Trading Setbacks – Financial Markets

Trading Setbacks

Nick Radge has ridden many waves of the financial markets since placing his first trade in 1985. With 30 years of skin in the game, Nick Radge will share some of the crucial lessons that have allowed him to not only survive, but consistently profit along the way.

In 1985 you started trading your own personal account, how did that go? Was it a case of beginner’s luck, or was there some early setbacks, and expensive lessons?

Back in 1985, it was very different to the way we trade today. Obviously we didn’t have the internet back then. We didn’t have the courses and seminars and books and trading magazines, the data, software and all the paraphernalia that is available today. Back then, the only way you could get a real trading book was to request a catalogue from the US, which would take three weeks to get to you, and then when it arrived it was a little black and white catalogue of books. You’d send off your order and six or eight weeks later a book would turn up in the mail. Now we have information at the touch of a button which can be both a blessing and a curse. It’s easy to have information overload.

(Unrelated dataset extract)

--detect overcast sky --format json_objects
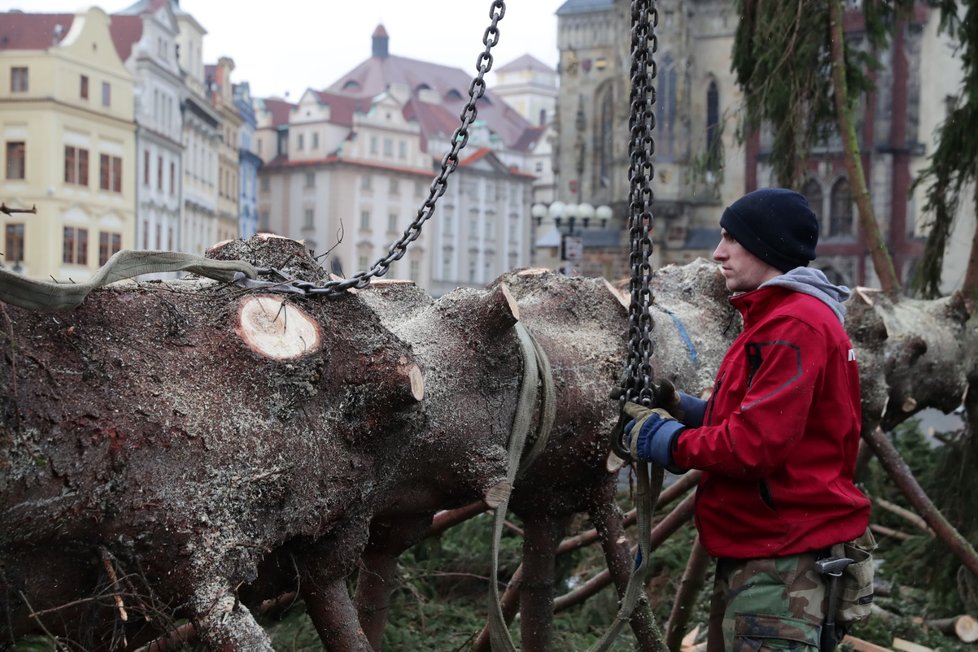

So what were some trading setbacks? When I started I had no idea what I was doing. I had no money management, nothing. All I had was a five and ten day moving average crossover, and a bull market. And that’s where the luck came from. My early setback was when I became greedy. Back in those days you had a two week settlement period if you bought a share. You didn’t have to give anybody any money for two weeks. And of course the share market could moved a long way in two weeks.

So we discovered a loophole and started trading in and around this loophole; we traded but didn’t have to pay for the shares for two weeks. And after you make a little bit of money, it seems like you’re making money for free, so you trade bigger, and bigger, and bigger.

And then the 1987 stock market hit.

So I learned a very, very expensive lesson early on. I was young and stupid, greedy and ignorant. I learnt a couple of valuable lessons; only trade what you can afford to lose and respect your capital.